Briana Jones AAD 250

AAD 250 Summer '14

Category: Unit 03

Unit 03 – What is art for? Essay assignment

  1. Paleoanthropsychobiological refers to a perspective or view of art that is is historical, societal, psychological/emotional, and a genetic inherited trait of the human species. Art can be all of these things together. This term was created by the author of the assigned text, Ellen Dissanayake.
  2. Dissanayake means by the phrase “making special” that every human has a genetic evolutionary personality trait to want to make things that they care about and have “strong personal significance” special. What she means by special is something extraordinary and not usual or every day. I think the fact that diamonds are valued is similar to this concept. Diamonds are shiny and pretty and they were made special because they are rare. Things can be more special when they are rare and unusual.
  3. One theory of art is that is for religious purposes: “In medieval times, the arts were in the service of religion…but were not regarded ‘aesthetically,’ if this means separately from their revelation of the Divine. Another theory she brings up is modernism in the 18th century where “a startling and influential idea took hold that, like the concept of ‘art,’ was unprecedented. This was that there is a special frame of mind for appreciating works of art — a ‘disinterested’ attitude that is separate from one’s own personal interest in the object, its utility, or its social or religious ramifications” (Dissanayake, 3). Another theory is postmodernism which is what we think of today is “rather than assuming that art reflects a unique and privelaged kind of knowledge, postmodernists point out that any ‘truth’ or ‘reality’ is only a point of view — a ‘representation’ that comes to us mediated and conditioned by our language, our social institutions, the assumptions that characterize individuals as members of a nation, a race, a gender, a class, a profession, a religious body, a particular historical period” (Dissanayake, 5).
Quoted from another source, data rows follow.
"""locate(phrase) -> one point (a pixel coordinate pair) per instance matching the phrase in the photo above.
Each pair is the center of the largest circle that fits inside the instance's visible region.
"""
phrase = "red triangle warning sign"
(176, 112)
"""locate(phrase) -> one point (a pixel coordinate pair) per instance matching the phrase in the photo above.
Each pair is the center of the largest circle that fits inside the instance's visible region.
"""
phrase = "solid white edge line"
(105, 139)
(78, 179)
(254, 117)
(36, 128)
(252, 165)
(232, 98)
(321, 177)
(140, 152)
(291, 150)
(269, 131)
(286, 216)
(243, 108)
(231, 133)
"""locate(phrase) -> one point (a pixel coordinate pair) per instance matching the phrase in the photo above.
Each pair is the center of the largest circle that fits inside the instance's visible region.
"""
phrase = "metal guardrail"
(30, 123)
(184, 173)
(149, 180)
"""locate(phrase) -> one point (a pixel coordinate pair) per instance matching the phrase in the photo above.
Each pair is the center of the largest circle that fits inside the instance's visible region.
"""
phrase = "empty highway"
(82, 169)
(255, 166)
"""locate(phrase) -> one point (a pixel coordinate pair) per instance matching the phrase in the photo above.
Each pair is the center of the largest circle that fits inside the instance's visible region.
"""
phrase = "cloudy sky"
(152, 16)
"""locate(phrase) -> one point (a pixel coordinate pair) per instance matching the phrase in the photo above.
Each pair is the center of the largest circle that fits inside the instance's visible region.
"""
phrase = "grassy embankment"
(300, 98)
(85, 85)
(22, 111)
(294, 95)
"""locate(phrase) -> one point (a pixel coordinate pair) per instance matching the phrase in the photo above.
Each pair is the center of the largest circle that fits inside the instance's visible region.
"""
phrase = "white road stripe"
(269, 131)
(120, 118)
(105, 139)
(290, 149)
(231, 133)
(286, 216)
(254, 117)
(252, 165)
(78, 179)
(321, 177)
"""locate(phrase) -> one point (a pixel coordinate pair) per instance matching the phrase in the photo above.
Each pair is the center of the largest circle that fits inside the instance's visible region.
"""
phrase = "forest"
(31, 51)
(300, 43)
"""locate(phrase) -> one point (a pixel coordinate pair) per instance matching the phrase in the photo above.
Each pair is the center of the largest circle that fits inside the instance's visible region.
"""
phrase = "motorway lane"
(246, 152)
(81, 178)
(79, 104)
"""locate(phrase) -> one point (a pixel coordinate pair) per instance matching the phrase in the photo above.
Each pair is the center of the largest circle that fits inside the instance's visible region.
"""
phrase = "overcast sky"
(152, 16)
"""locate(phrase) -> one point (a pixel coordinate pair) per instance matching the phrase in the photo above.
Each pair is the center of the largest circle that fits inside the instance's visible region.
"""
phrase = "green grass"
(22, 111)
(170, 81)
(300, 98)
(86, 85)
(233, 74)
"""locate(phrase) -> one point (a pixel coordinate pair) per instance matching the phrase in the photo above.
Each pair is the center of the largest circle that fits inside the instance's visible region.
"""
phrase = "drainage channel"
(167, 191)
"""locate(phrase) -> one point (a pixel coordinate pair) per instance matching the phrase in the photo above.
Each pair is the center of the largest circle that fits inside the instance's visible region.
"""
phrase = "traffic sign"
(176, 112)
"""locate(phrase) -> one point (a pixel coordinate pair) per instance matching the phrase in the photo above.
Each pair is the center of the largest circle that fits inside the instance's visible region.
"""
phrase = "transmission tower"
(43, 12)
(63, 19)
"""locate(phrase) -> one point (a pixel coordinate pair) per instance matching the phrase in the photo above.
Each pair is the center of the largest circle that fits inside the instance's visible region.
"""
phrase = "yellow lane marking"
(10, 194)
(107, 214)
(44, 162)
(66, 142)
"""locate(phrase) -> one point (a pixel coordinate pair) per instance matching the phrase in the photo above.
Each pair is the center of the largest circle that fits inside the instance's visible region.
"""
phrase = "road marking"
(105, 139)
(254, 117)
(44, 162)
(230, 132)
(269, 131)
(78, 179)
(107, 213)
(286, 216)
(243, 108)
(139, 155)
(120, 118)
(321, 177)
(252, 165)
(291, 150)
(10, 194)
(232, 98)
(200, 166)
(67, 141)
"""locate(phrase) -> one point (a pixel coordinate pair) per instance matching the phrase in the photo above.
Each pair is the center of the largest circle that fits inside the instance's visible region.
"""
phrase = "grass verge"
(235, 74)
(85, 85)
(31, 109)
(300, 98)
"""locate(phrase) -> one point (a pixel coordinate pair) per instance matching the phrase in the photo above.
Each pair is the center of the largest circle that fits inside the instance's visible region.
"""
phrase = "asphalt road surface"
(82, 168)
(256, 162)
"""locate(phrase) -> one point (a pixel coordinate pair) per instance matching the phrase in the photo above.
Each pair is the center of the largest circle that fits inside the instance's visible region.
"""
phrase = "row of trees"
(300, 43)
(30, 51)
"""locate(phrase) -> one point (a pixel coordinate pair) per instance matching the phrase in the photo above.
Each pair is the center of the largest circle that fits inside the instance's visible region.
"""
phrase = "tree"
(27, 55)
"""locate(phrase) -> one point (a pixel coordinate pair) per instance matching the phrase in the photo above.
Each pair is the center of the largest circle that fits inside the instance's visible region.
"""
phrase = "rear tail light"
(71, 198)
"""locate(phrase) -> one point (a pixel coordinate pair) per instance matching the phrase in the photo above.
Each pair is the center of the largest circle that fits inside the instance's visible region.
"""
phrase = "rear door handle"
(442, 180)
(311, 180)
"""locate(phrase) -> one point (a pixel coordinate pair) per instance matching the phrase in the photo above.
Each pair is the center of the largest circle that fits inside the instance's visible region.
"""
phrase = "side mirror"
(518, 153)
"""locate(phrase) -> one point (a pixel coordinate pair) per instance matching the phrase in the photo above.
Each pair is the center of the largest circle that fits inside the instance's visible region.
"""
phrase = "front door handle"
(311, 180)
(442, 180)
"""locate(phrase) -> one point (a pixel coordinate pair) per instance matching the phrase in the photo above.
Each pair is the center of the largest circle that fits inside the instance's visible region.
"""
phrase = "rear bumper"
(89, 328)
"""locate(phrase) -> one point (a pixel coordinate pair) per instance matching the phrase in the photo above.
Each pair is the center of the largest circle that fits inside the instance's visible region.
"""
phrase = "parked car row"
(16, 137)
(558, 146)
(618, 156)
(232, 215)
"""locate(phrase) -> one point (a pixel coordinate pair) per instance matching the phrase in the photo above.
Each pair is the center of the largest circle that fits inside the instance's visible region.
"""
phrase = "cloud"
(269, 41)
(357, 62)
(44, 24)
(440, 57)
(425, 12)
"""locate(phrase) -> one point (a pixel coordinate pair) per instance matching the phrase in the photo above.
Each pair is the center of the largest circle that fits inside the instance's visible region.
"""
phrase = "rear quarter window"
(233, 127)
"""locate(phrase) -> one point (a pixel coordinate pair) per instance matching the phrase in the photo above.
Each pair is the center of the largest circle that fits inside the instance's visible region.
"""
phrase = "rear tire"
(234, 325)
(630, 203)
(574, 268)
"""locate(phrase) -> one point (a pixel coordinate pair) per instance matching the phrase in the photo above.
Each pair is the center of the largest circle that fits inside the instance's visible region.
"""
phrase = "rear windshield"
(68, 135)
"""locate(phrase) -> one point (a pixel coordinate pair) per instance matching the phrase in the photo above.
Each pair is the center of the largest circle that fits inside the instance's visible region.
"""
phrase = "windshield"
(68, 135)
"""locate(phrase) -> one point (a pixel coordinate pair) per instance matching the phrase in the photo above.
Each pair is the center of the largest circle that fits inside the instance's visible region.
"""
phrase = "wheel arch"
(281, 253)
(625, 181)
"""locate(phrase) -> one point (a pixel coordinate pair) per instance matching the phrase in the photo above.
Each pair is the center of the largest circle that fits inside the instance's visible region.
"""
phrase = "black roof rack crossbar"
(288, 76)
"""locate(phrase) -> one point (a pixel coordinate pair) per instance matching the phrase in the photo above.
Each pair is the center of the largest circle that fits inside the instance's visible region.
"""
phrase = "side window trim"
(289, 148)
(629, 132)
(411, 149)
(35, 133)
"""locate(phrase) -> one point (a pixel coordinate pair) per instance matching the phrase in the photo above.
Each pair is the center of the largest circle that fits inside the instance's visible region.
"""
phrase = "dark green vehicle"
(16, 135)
What is art for? Discussion Post

What makes art valuable, good, or beautiful? Is it based on the message it portrays or based on a set of standards that society put in place that says if art is good or bad? The reading states that in the nineteenth century, “aspiring artists…learned what standards were acceptable from newly-established national academies and collections in national museums…Professional critics who wrote for newspapers and newly-established magazines of art contributed to the new milieu” (Dissanayake, 3). By this time, how good artwork was became whether or not the piece contained certain techniques and standards that were put into place by these national art academies. I feel that a lot of people would agree with me that not everyone would agree with this. Many people would say that how “good” artwork is depends on an individual’s tastes, likes and dislikes. A piece of artwork can be very valuable because it has all of the proper techniques that the art institute requires, but it may not necessarily be considered good by a lot of people because “never in question was the ‘high’ art assumption that works of art – no matter how strange they looked or unskilled they seemed to be – were conduits of transcendent meaning” (Dissanayake, 4). Although the value of art may depend on a person’s taste, it is important for everyone to appreciate artwork. The reading says that, “’disinterest’ implied that viewers could appreciate any art, even the artwork of eras or cultures far removed from their own, whether or not they understood the meaning the works had for the people who made and used them. In this sense, art was ‘univeral’ (Dissanayake, 4). I do agree that it is important to appreciate artwork, but looking at it with disinterest may not be the right approach because in order to appreciate artwork one would need to understand the context, eras, cultures, and meaning that the artist was trying to portray.